Uma placa escrito professora
Há 13 anos, Ercília empregou-se, por contrato, no município de Goianá. “Três colegas estavam lá trabalhando e iam de carona. Eu me juntei a elas. A gente pedia no dedão. Às vezes, ia uma, depois as outras duas. Com o tempo, uma das colegas tirou carteira e comprou um Fusquinha velho. A gente dividia a gasolina, e, no dia que enchia o tanque, o carro até engasgava. Depois ela comprou um Gol, e a gente continuou dividindo, até que ela passou num concurso aqui na cidade. Sobraram eu e a outra colega, que acabou se mudando para Goianá. Acabei ficando sozinha”, ri. “Foi então que tive a ideia de pedir carona de uniforme e fazer uma plaquinha mostrando que sou professora. A primeira foi em papel, a segunda, ficou melhor, mas chovia, e ela molhava; ou ventava, e ela entortava. Fiz uma mais grossa, plastifiquei. Um dia peguei carona com um senhor que me disse que ela estava muito apagada e que eu devia colocar meu destino. Mas não escrevo para onde eu vou, porque se eu conseguir carona até Grama, vou até lá e depois pego outra. Se conseguir até Coronel Pacheco, que é o que mais ocorre, vou, ando até o quebra-molas e pego carona para Goianá. Pego tanta carona que, às vezes, dentro de Goianá mesmo, eu pego carona”, conta, bem-humorada, a professora que este ano retorna com um professor que volta até Grama, no mesmo horário que ela.
Ao lado do caixão no carro funerário
Na saga de esperar por um carro que pare no trevo próximo de sua casa, na Avenida Juiz de Fora, Ercília já acabou se atrasando para o trabalho. Passou, então, a sair mais cedo de casa, às 11h, para estar às 12h30 em Goianá. “Deslocamento não é um problema para eu trabalhar.
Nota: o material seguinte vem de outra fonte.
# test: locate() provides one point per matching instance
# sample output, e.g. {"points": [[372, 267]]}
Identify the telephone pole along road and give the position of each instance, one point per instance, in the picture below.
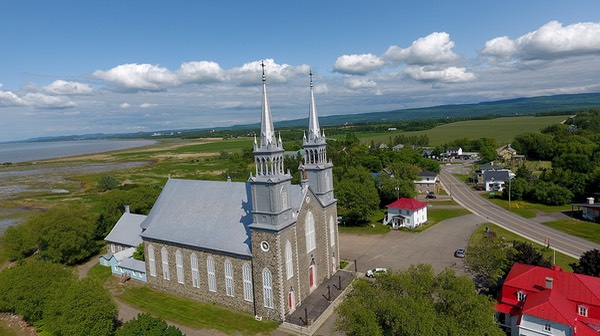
{"points": [[472, 201]]}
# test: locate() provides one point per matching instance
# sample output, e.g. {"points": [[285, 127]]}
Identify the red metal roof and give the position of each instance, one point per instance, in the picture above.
{"points": [[560, 303], [407, 204]]}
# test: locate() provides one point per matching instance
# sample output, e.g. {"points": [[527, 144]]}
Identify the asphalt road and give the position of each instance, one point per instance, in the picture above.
{"points": [[471, 200], [397, 250]]}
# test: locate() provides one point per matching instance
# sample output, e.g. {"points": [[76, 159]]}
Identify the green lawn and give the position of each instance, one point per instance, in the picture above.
{"points": [[435, 216], [526, 209], [6, 331], [586, 230], [562, 260], [195, 315], [100, 273], [375, 225]]}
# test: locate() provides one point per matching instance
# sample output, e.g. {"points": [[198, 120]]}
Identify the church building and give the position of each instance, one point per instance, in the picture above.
{"points": [[260, 246]]}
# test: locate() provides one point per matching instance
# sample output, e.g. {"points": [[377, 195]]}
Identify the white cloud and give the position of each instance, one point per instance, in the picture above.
{"points": [[358, 64], [41, 100], [203, 71], [551, 41], [8, 98], [354, 83], [249, 73], [434, 48], [139, 77], [34, 99], [447, 75], [500, 47], [61, 87]]}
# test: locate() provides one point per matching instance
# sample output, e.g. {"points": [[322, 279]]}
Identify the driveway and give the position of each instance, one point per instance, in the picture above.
{"points": [[397, 250], [528, 228]]}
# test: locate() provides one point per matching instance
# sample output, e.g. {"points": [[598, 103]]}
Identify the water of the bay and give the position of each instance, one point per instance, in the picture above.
{"points": [[31, 151]]}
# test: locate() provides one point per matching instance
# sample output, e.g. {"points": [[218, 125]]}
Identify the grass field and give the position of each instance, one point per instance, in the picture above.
{"points": [[526, 209], [195, 315], [502, 129], [562, 260], [586, 230]]}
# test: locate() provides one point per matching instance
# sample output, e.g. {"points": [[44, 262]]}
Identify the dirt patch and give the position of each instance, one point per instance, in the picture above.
{"points": [[183, 155], [17, 325]]}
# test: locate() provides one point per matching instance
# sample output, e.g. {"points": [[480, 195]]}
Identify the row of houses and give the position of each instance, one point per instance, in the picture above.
{"points": [[548, 301]]}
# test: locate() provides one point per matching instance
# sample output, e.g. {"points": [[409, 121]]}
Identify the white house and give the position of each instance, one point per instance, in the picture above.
{"points": [[549, 301], [406, 212], [427, 181]]}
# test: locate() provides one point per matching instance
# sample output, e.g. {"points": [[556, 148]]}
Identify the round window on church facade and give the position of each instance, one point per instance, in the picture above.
{"points": [[264, 246]]}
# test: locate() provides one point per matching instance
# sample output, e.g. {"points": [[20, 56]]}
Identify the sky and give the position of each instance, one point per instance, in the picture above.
{"points": [[114, 66]]}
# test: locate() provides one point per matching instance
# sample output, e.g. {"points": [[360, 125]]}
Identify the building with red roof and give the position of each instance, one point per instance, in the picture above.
{"points": [[549, 301], [406, 212]]}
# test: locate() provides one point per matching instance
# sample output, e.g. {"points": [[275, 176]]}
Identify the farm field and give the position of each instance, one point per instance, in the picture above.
{"points": [[502, 129]]}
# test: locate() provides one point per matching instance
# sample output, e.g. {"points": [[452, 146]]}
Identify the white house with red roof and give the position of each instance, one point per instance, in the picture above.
{"points": [[549, 301], [406, 212]]}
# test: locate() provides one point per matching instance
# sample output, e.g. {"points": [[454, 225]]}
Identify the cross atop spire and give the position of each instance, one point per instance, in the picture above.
{"points": [[267, 132], [314, 131]]}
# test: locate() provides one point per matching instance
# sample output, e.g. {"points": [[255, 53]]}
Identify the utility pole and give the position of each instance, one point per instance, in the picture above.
{"points": [[509, 183]]}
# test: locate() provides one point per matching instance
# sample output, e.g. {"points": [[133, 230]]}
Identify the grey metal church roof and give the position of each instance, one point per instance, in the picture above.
{"points": [[134, 265], [127, 230], [212, 215], [497, 175]]}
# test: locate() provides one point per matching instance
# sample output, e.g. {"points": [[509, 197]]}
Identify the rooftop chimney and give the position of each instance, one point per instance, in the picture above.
{"points": [[549, 282]]}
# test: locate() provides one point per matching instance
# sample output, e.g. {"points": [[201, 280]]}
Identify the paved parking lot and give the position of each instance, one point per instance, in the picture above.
{"points": [[397, 250]]}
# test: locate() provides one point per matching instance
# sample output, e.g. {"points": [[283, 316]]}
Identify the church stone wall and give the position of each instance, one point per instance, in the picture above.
{"points": [[323, 251], [272, 259], [202, 293]]}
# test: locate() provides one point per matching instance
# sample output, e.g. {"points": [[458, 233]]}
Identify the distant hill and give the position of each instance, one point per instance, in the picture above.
{"points": [[519, 106], [510, 107]]}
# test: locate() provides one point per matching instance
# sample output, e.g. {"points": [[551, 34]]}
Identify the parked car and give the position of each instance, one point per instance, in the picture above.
{"points": [[460, 253], [375, 272]]}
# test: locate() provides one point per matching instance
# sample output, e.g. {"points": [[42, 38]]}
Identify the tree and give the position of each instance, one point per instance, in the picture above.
{"points": [[446, 304], [108, 182], [25, 289], [145, 324], [66, 234], [139, 252], [588, 264], [19, 241], [526, 253], [83, 308], [488, 259], [357, 196]]}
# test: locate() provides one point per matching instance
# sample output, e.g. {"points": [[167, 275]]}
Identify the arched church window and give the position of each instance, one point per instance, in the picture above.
{"points": [[195, 272], [179, 265], [164, 255], [311, 243], [210, 270], [229, 278], [284, 198], [151, 260], [247, 276], [289, 264], [331, 231], [267, 288]]}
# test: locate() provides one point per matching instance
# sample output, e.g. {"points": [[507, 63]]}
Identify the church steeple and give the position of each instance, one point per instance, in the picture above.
{"points": [[271, 185], [267, 132], [316, 170], [314, 131]]}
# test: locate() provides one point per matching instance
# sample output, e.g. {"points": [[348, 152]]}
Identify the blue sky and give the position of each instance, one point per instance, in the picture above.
{"points": [[76, 67]]}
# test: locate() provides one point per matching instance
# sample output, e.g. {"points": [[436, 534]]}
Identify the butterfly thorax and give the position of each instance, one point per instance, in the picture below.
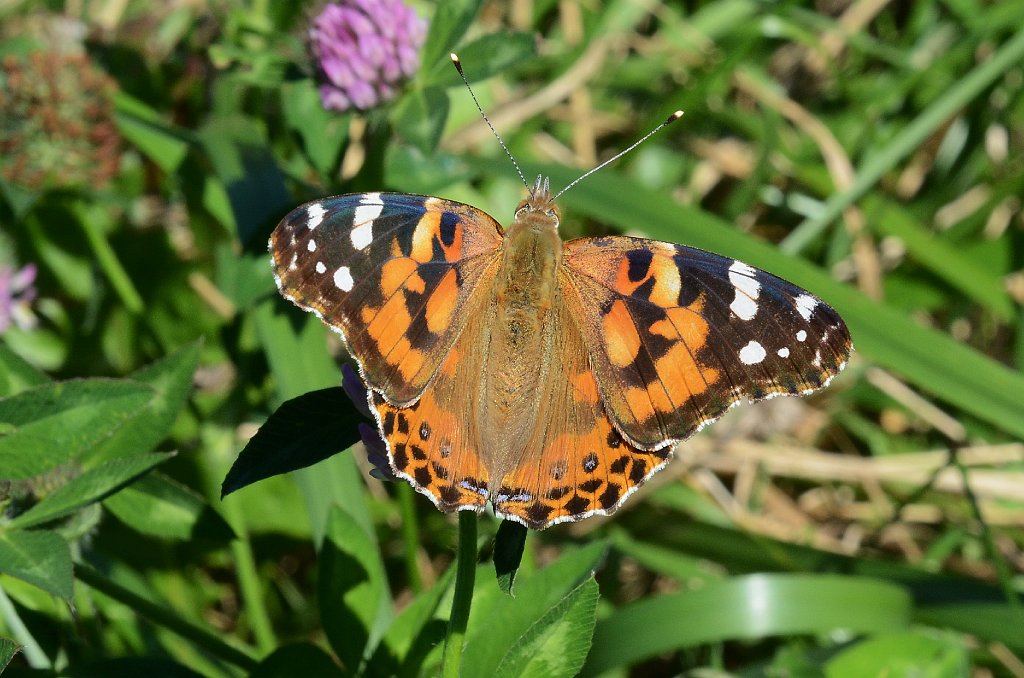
{"points": [[525, 291]]}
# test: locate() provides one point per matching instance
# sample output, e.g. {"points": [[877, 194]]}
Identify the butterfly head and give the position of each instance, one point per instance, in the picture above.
{"points": [[539, 203]]}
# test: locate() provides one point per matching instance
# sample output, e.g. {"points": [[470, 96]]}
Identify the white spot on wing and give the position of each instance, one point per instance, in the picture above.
{"points": [[364, 234], [752, 353], [314, 215], [805, 305], [343, 279], [744, 303]]}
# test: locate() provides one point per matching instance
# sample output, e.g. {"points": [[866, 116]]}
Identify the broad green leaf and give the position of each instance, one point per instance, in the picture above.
{"points": [[421, 117], [92, 485], [15, 374], [485, 56], [303, 431], [39, 557], [303, 660], [911, 654], [171, 379], [509, 544], [8, 648], [415, 631], [747, 607], [54, 423], [354, 602], [324, 132], [486, 640], [161, 507], [558, 642], [145, 128], [446, 29]]}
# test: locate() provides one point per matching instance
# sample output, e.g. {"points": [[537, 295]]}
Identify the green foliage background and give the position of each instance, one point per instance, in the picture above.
{"points": [[869, 152]]}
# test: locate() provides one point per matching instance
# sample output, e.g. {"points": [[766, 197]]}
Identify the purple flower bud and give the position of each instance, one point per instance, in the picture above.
{"points": [[364, 49]]}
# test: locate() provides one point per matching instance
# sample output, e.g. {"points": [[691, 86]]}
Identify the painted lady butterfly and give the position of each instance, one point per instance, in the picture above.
{"points": [[549, 378]]}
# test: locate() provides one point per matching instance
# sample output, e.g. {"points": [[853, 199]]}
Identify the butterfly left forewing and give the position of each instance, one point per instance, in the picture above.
{"points": [[391, 272], [678, 335], [576, 463]]}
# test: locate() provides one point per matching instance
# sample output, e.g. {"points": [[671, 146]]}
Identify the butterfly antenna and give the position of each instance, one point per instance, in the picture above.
{"points": [[668, 121], [458, 67]]}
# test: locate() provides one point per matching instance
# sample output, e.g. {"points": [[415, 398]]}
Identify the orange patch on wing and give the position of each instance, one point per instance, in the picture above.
{"points": [[396, 273], [390, 324], [442, 302], [621, 335], [423, 237], [667, 282]]}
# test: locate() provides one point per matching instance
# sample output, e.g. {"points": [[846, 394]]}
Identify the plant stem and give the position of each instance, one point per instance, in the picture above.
{"points": [[464, 580], [110, 263], [34, 654], [410, 537], [205, 638]]}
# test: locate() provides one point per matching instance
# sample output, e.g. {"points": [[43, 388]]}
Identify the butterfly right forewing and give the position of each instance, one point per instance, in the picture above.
{"points": [[392, 272]]}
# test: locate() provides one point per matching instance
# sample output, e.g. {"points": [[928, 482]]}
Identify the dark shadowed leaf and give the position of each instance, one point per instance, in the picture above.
{"points": [[509, 543], [301, 432]]}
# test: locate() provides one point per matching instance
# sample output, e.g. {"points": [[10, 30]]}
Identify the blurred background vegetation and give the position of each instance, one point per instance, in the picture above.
{"points": [[867, 150]]}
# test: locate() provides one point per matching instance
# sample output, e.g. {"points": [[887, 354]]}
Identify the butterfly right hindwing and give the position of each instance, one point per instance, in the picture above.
{"points": [[390, 271]]}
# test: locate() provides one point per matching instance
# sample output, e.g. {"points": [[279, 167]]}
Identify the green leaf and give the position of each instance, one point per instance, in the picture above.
{"points": [[171, 379], [487, 640], [931, 359], [52, 424], [415, 632], [145, 128], [39, 557], [486, 56], [509, 544], [301, 432], [324, 132], [92, 485], [242, 160], [303, 660], [8, 648], [446, 29], [354, 603], [558, 642], [911, 654], [17, 375], [421, 117], [158, 506], [747, 607]]}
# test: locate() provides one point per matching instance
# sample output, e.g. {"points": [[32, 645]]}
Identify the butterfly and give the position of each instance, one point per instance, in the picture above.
{"points": [[548, 378]]}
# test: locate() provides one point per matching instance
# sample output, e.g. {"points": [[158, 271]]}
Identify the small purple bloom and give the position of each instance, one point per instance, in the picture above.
{"points": [[372, 440], [16, 295], [364, 50]]}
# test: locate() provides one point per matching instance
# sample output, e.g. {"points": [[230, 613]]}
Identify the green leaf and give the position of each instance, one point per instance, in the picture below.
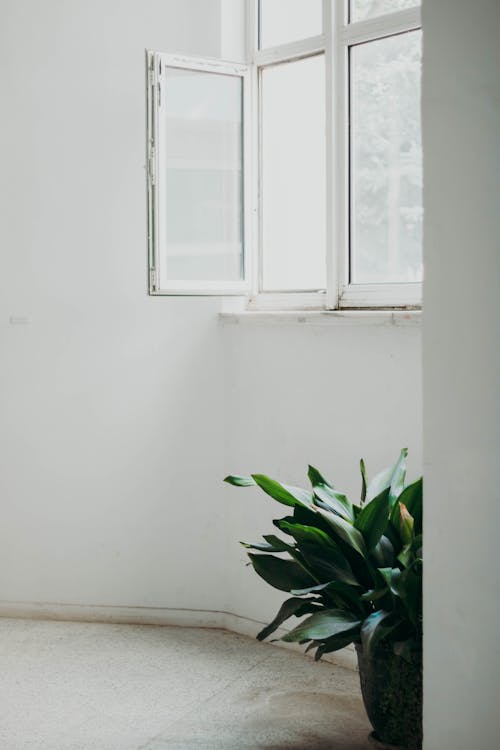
{"points": [[316, 478], [237, 481], [406, 524], [284, 575], [263, 546], [373, 594], [376, 627], [293, 606], [331, 566], [335, 643], [323, 625], [345, 531], [278, 544], [362, 468], [373, 519], [392, 478], [334, 501], [412, 497], [283, 493], [310, 534], [383, 552], [405, 557]]}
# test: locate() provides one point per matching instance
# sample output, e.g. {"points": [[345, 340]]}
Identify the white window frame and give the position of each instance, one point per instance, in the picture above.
{"points": [[335, 42], [158, 282]]}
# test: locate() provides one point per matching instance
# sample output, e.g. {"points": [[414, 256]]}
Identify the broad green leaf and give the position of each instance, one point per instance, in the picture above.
{"points": [[406, 524], [328, 564], [412, 497], [362, 468], [345, 531], [350, 593], [406, 557], [310, 517], [323, 625], [392, 579], [303, 533], [283, 493], [293, 606], [373, 594], [392, 478], [335, 643], [284, 575], [376, 627], [373, 519], [263, 546], [398, 477], [240, 481], [316, 478], [334, 501], [383, 552], [279, 544]]}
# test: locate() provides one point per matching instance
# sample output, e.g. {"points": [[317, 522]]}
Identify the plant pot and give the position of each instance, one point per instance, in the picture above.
{"points": [[392, 693]]}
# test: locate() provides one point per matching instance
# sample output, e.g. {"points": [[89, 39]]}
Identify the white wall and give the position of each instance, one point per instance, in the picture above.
{"points": [[302, 393], [110, 429], [121, 413], [461, 127]]}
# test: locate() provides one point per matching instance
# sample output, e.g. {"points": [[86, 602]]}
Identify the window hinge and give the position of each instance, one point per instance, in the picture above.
{"points": [[153, 279], [151, 165]]}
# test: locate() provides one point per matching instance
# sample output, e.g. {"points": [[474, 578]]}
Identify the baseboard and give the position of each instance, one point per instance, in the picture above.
{"points": [[187, 618]]}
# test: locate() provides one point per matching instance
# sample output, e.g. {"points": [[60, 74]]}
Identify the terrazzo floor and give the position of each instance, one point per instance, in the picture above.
{"points": [[89, 686]]}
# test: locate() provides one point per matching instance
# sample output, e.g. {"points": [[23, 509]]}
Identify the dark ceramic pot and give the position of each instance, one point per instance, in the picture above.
{"points": [[392, 693]]}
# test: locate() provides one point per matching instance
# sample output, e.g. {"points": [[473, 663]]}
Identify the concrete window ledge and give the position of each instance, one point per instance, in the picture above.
{"points": [[404, 318]]}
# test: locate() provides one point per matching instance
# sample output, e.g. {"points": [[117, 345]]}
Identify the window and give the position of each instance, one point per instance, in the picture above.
{"points": [[295, 179]]}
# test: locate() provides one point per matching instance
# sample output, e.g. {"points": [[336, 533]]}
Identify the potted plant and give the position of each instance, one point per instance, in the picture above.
{"points": [[355, 570]]}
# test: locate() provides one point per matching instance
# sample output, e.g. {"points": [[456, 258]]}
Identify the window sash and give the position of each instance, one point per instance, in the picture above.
{"points": [[337, 37], [158, 282]]}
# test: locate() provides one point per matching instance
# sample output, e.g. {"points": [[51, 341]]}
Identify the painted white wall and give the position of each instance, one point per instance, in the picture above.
{"points": [[302, 393], [461, 348], [110, 429], [121, 413]]}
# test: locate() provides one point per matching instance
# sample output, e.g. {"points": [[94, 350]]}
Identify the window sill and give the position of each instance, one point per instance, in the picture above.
{"points": [[403, 318]]}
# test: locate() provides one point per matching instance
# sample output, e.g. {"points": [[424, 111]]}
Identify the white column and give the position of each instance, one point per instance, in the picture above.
{"points": [[461, 135]]}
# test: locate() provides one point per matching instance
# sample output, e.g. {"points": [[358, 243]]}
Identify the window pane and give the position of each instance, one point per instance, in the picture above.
{"points": [[386, 160], [361, 9], [282, 21], [204, 217], [293, 175]]}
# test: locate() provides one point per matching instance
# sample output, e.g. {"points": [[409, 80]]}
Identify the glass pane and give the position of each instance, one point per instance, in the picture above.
{"points": [[293, 175], [204, 216], [282, 21], [386, 160], [361, 9]]}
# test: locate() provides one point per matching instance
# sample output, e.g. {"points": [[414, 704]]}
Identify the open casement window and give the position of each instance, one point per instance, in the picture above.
{"points": [[197, 175], [296, 180]]}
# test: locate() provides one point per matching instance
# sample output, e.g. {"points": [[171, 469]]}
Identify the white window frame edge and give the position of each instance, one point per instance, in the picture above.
{"points": [[158, 285], [346, 35], [338, 36]]}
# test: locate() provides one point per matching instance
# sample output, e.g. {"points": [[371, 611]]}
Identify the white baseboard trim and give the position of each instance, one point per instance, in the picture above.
{"points": [[186, 618]]}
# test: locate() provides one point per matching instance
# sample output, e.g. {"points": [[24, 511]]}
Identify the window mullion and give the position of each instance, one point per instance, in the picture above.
{"points": [[332, 286]]}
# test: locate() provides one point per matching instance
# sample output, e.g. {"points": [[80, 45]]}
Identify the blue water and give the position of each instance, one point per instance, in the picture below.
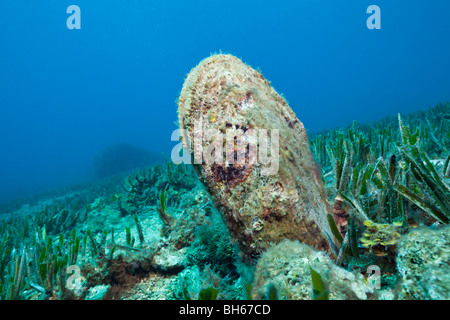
{"points": [[66, 94]]}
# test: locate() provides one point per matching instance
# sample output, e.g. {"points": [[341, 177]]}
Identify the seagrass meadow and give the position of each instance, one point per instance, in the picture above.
{"points": [[156, 234]]}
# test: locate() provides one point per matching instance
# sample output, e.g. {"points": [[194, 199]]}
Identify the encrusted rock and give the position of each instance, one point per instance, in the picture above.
{"points": [[423, 261], [264, 196], [169, 260], [286, 266]]}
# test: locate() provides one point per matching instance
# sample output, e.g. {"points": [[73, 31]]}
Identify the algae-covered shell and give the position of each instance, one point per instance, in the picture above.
{"points": [[280, 189]]}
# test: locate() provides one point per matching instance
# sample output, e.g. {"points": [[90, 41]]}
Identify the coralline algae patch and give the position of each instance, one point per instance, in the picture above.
{"points": [[263, 199]]}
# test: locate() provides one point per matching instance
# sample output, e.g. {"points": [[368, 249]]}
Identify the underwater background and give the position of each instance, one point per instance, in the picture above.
{"points": [[81, 109]]}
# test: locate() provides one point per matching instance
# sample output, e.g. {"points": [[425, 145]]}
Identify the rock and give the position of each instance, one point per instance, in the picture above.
{"points": [[286, 266], [423, 262], [169, 260], [263, 198]]}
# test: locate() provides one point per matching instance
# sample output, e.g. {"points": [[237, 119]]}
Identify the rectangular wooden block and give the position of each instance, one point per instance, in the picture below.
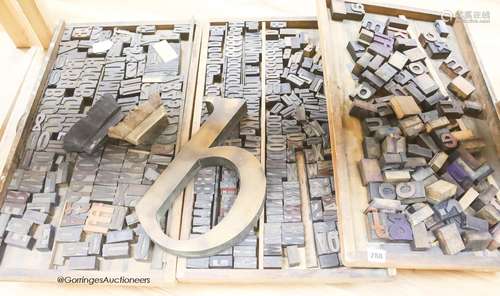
{"points": [[404, 106]]}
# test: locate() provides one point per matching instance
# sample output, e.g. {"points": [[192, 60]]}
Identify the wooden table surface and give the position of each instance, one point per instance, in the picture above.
{"points": [[19, 69]]}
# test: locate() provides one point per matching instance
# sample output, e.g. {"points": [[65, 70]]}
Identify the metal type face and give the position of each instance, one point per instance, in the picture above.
{"points": [[195, 155]]}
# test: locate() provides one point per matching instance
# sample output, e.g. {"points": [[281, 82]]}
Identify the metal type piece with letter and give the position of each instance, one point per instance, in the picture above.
{"points": [[195, 155]]}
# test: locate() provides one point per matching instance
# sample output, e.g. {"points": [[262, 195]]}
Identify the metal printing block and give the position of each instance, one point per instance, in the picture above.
{"points": [[82, 263], [116, 250], [44, 236], [94, 241], [32, 181], [87, 134], [329, 261], [19, 225], [18, 240], [99, 218], [272, 262], [292, 233], [69, 234], [73, 249], [222, 261], [35, 217], [118, 218]]}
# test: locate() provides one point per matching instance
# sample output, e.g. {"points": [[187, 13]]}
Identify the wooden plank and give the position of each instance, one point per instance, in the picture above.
{"points": [[35, 18], [13, 25], [484, 89], [346, 137]]}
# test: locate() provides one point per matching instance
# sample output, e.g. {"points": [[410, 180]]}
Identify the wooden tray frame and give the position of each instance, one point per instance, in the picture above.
{"points": [[162, 277], [260, 275], [346, 136]]}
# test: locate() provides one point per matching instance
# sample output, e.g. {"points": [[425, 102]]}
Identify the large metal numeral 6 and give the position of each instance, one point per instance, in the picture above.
{"points": [[196, 154]]}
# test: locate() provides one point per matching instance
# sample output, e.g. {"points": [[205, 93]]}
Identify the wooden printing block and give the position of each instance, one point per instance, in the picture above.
{"points": [[426, 84], [370, 171], [421, 239], [439, 191], [468, 198], [371, 148], [410, 192], [489, 213], [415, 54], [413, 163], [384, 109], [362, 63], [364, 91], [441, 28], [477, 240], [427, 37], [88, 133], [386, 72], [453, 68], [436, 123], [461, 87], [381, 190], [430, 102], [398, 228], [429, 116], [419, 151], [382, 132], [404, 106], [397, 176], [450, 240], [473, 109], [470, 222], [422, 173], [99, 217], [484, 198], [372, 79], [371, 124], [447, 209], [459, 170], [398, 60], [445, 140], [417, 68], [411, 126], [375, 62], [361, 109], [391, 161], [142, 123]]}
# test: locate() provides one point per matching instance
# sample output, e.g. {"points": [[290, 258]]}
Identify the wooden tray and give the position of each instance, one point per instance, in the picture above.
{"points": [[346, 134], [37, 266], [259, 275]]}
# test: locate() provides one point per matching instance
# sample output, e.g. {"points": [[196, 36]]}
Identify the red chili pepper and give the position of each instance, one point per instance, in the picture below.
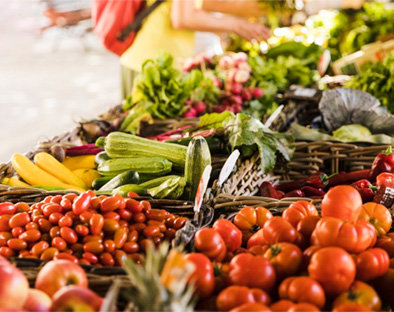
{"points": [[385, 179], [366, 189], [385, 196], [311, 191], [348, 177], [268, 190], [384, 162], [295, 193]]}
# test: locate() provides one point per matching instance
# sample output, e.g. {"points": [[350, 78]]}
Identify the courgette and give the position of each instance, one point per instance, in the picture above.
{"points": [[127, 177], [99, 182], [197, 158], [150, 165], [119, 144]]}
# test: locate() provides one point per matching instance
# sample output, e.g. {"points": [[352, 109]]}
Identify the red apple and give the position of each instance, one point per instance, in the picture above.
{"points": [[76, 298], [14, 286], [59, 273], [38, 301]]}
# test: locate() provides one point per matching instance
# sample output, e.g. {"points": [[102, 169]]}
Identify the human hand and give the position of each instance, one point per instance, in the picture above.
{"points": [[250, 31]]}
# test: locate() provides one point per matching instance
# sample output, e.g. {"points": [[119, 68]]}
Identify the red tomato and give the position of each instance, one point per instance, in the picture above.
{"points": [[360, 293], [258, 307], [278, 230], [282, 305], [209, 242], [307, 225], [371, 264], [231, 235], [252, 271], [386, 242], [19, 219], [343, 202], [7, 208], [354, 238], [96, 223], [234, 296], [378, 215], [333, 268], [302, 289], [203, 278], [82, 202], [249, 220], [298, 211], [346, 307], [285, 257], [302, 307]]}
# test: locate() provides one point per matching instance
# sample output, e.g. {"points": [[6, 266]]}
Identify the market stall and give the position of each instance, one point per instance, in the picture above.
{"points": [[255, 180]]}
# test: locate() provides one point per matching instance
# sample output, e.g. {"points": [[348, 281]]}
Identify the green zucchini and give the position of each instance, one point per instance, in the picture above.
{"points": [[99, 182], [157, 181], [100, 158], [150, 165], [125, 189], [197, 158], [127, 177]]}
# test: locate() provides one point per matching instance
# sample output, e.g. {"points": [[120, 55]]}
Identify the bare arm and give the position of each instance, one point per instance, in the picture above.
{"points": [[184, 15]]}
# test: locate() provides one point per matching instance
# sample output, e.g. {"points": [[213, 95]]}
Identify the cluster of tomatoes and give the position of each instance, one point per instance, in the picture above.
{"points": [[85, 228], [341, 259]]}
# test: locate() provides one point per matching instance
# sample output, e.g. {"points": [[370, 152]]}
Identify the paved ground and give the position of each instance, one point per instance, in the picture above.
{"points": [[50, 82]]}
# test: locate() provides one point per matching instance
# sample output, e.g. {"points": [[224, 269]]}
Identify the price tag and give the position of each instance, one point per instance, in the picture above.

Gosto do contato com as pessoas que me dão carona. Cada dia conheço uma pessoa diferente ou reencontro quem não vejo há muito tempo. Saio daqui feliz”, diz. “A principal razão é a economia”, assegura. Por dia, de ônibus, Ercília gastaria R$ 26,20, o que, em um mês, resultaria em R$ 524. “Também porque acabo me divertindo”, acrescenta, dizendo nunca ter passado por constrangimento ou perigo. “Já peguei carona com carro de funerária e fui lá atrás, com o defunto, mas nunca passei por nada demais. Pelo contrário, há alguns dias peguei carona com um caminhoneiro amigo, que me disse: ‘Ainda bem que te encontrei, porque estava com um sono terrível!'”, observa ela, destemida desde garota, desde os tempos de Tabuleiro, cidade onde nasceu. Aos 12, Ercília perdeu o pai, e a vida tomou novos rumos. Ela, a mãe e os seis irmãos conheceram a escassez. “Minha mãe colocou a gente para trabalhar muito cedo. Fui babá, varri o terreiro de uma senhora, fiz companhia para uma idosa que fazia meus uniformes para a escola. Comecei na confecção com uns 16 anos”, lembra ela, que leva a mesma resiliência para a prática em sala de aula. “Sei que os alunos de hoje não estão fáceis, mas se o professor der carinho, se levar um pouco do afeto que a dona Mariinha me deu, consegue mudar muita coisa. Tenho essa esperança”, diz, com os olhos cheios d’água. “Alfabetizar é maravilhoso. Quando chego, e meus alunos dizem ‘Tia, estou lendo!’, eu me sinto tão feliz”, emociona-se. “Eu me sinto muito querida”, acrescenta ela, em seu último ano trabalhando com os anos iniciais. Ercília se prepara para atuar com alunos um pouco mais velhos em 2020, quando passará a trabalhar de manhã, para conseguir ficar com o filho no turno da tarde. “Sonho? É difícil dizer. Eu me sinto realizada.”